It's a daily podcast on macro, Bitcoin, and the big picture power shifts remaking our world.
What's going on, guys? It is Friday, August 4th, and today we are doing a primer on LK99.
Before we get into that, however, if you are enjoying the breakdown, please go subscribe to it,
give it a rating, give it a review, or if you want to dive deeper into the conversation,
come join us on the Breakers Discord.
You can find a link in the show notes or go to bit.ly slash breakdown pod.
Well, friends, there are a lot of jokes going around Twitter about people pivoting from
crypto to artificial intelligence to finally now moving on to superconductors.
And so, of course, I decided to completely embody that stereotype and do the primer show on
LK-99.
Now, in all seriousness, you know that the frame for everything on the breakdown network is
big picture power shifts.
And if this ends up being real, it would certainly qualify.
So today's goal is to give all of us lay folks and non-experts out there
a base-level understanding in what the hell is going on,
so we can try to follow along and understand how excited,
or on the other hand, disappointed to be, as more news comes out.
So what we are talking about is, of course, that in late July,
a pair of scientific papers were published,
claiming to have synthesized a superconducting material that operates at room
temperature and ambient pressure. The material was named LK99. Now initially, some optimists were very
excited, but by and large, the response was skeptical. This type of superconductor had been the subject
of high-profile scientific fraud just a few years ago, and some of the data presented in the
paper seemed questionable. The following week, one of the authors of the paper, Young Wan Kwan,
presented his team's findings at Korea University. And just to add more intrigue to the whole thing,
his appearance was shrouded in controversy. There were allegations that Kwan had uploaded the paper
without the consent of the other authors, unofficial from Korea University disavowed affiliation with Kwan,
saying that he was no longer in contact with the university. There was even some suggestion that
he had shown up unannounced to give the presentation. And already enthralled by the story,
the internet tuned into the Korean language presentation which fleshed out the data and the findings.
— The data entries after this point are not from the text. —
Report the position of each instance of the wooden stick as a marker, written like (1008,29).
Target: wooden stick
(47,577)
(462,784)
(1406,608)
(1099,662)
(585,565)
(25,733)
Kwan claimed to have brought a sample of the superconducting material but was unable to source equipment
to hold the demonstration. Still, despite some of the problems, the presentation did fill in enough
gaps from the paper to convert some number of people into, if not outright believers, at least a
little bit more optimistic. And what's more, it seemed to people like the implications were really
significant. Not only in terms of what a room temperature superconductor would mean, but also in terms
of what it said about the scientific process. General fabrication engineer Matt Palmer wrote,
if the room temp superconductor paper is real, then it's one of the most profound indictments of the
way we do science ever made. You could easily have found this with an 1890s lab, which means that
we've been effing up the search process over the space of possible room temperature superconductors
in profound ways for over a century. Either our discovery process is unacceptably inefficient,
or our allocation of resources to research and development is much too sparse.
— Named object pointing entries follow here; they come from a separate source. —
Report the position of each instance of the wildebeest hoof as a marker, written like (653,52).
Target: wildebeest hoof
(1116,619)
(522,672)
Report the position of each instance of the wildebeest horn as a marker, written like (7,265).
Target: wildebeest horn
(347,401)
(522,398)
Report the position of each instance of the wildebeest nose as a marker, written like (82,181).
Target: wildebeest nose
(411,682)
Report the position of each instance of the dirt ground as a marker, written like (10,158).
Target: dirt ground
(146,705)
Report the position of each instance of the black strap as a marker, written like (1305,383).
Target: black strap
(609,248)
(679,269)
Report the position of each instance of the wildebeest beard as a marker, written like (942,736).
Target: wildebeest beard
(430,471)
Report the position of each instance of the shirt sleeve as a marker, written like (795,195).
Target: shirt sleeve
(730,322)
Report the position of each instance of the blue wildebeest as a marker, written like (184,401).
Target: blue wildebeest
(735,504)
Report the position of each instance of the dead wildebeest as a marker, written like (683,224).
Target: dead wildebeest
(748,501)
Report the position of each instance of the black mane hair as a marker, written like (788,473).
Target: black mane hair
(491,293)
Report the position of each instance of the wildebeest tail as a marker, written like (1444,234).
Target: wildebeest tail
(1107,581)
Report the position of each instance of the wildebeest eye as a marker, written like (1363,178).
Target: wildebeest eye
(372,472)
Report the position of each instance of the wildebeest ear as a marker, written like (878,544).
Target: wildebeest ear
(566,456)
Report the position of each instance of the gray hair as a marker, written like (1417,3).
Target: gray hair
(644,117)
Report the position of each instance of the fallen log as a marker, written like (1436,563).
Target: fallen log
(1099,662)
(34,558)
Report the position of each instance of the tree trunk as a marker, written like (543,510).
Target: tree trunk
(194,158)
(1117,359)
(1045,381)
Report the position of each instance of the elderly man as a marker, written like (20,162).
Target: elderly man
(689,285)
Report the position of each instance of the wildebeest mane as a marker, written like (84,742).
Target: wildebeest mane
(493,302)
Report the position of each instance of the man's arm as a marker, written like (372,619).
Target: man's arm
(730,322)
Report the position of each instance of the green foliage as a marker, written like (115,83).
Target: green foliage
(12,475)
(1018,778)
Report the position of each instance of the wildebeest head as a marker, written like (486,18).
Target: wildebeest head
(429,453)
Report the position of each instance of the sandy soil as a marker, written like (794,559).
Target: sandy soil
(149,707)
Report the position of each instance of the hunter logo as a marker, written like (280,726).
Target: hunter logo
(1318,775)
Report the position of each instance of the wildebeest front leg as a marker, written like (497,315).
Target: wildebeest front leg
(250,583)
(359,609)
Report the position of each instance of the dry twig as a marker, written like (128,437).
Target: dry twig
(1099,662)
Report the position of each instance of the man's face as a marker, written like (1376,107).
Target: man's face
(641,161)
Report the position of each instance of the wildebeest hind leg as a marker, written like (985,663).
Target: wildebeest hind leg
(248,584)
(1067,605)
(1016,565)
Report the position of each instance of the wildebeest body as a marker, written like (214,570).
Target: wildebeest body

Now, at this point, with the idea in mind that this is a primer for people who are just coming
into this discussion, let's talk about what a superconductor actually is. Obviously, it's very
integral to the story. In very basic terms, a superconductor is a material that transmits
electricity without resistance. This means a cable made of a superconducting material
could transmit electricity over long distances without losing power or generating heat. Keep in mind,
for example, the US electrical grid loses around 5% of its power during transmission, and uses
extremely high voltage to achieve this level of efficiency. To give a sense of scale, copper wire
has around 168,000 times more resistance than superconducting material. Now, superconductors
have a few other interesting properties that give them some unique use cases. Because electrons
can move freely through superconducting material, they are perfect insulators for magnetic fields.
When a magnetic field is applied to a superconductor, the electrons within it move to cancel
the magnetic field out entirely. This property is known as the Meisner effect.
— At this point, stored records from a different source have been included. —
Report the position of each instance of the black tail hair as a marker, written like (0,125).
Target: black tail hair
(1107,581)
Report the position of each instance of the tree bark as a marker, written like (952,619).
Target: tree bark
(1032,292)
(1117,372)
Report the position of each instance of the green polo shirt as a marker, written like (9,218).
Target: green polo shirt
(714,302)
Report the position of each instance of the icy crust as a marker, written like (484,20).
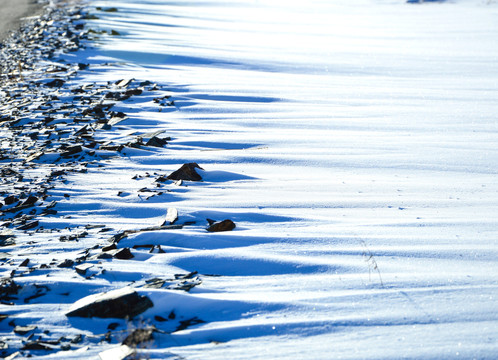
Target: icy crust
(348,146)
(53,126)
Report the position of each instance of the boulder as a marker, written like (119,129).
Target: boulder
(121,303)
(225,225)
(186,172)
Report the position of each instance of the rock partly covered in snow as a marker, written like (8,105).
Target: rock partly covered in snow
(225,225)
(186,172)
(121,303)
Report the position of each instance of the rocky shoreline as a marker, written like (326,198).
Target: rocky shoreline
(49,129)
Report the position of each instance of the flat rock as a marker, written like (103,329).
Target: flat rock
(121,303)
(186,172)
(225,225)
(139,336)
(171,216)
(82,268)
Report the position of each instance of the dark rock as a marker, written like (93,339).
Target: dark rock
(71,150)
(139,336)
(9,200)
(184,324)
(38,345)
(77,339)
(123,254)
(66,263)
(123,83)
(23,330)
(24,263)
(112,326)
(7,288)
(55,83)
(156,142)
(29,225)
(225,225)
(186,172)
(121,303)
(171,217)
(110,247)
(82,268)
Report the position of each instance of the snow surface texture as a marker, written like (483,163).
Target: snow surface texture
(354,144)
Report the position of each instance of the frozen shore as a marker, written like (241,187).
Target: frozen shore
(353,144)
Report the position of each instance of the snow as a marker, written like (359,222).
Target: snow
(354,144)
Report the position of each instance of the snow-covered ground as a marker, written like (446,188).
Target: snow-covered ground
(353,143)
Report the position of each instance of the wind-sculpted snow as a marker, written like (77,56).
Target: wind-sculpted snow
(354,145)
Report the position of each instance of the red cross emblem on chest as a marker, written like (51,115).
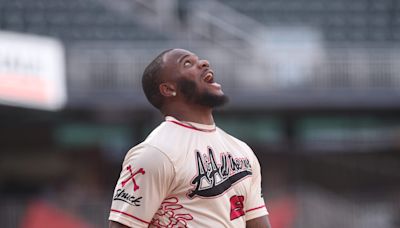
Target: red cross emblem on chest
(132,177)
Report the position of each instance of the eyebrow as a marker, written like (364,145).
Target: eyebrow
(182,57)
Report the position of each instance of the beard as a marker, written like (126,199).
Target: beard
(189,89)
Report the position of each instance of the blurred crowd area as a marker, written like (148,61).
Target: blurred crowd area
(314,89)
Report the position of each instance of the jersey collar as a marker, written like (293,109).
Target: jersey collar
(191,125)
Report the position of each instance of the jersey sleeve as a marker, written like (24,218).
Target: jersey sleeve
(255,205)
(144,182)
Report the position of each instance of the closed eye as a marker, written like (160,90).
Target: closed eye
(187,63)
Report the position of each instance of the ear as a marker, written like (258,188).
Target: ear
(167,89)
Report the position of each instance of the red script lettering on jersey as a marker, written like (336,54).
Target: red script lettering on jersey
(237,206)
(132,177)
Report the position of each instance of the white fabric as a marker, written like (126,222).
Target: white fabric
(188,175)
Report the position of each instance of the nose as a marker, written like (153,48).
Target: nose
(203,63)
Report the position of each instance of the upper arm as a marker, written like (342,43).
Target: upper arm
(254,204)
(146,178)
(113,224)
(260,222)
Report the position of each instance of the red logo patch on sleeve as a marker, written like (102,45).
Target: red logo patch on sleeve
(132,177)
(237,206)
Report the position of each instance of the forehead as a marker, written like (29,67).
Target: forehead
(174,55)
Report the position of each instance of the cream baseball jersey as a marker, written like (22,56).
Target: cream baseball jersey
(188,175)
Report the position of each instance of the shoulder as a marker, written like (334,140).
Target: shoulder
(234,140)
(147,154)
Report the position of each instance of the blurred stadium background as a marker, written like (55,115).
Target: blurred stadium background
(314,88)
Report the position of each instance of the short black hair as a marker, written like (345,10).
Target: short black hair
(151,79)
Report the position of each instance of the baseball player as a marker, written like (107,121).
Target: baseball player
(188,172)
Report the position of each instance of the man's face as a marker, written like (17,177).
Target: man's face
(195,79)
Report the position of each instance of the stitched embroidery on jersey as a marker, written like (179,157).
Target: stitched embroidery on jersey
(213,179)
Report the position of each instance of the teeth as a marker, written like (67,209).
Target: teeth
(208,77)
This effect causes a superconductor to float in mid-air above a magnet.
And if you've been following this story, you've probably already seen a lot of videos of hovering material.
However, the Meisner effect is also used in some advanced high-speed trains.
The lack of resistance within a superconducting material also means that lossless battery design is possible.
Electric current can persist indefinitely within a superconducting loop without any degradation.
However, so far, superconducting batteries are so impractical
that they aren't used in applications that you would typically think of for batteries.
Instead, they are generally only used for things like cleaning the electricity supply for facilities
with very tight tolerances like microchip fabrication plants. Now, superconductors are not a new discovery.
The phenomenon was first discovered in 1911 as a property of mercury when cooled by liquid helium
to negative 450 degrees Fahrenheit within an ultra-low pressure environment.
Shortly afterwards, the phenomenon was observed in tin and lead at similar temperatures.
Since then, over 70 different elements and compounds have been discovered to have superconducting
properties under certain conditions.
The problem up until this point was that no one could figure out how to create a superconductor
that would function at anywhere near room temperature.
Most modern superconductor applications use a material that functions while cooled by either
liquid nitrogen at around negative 300 degrees Fahrenheit or liquid helium.
Thus, this challenge to create a superconductor that could function at room temperature
has been one of the holy grails of material science for decades.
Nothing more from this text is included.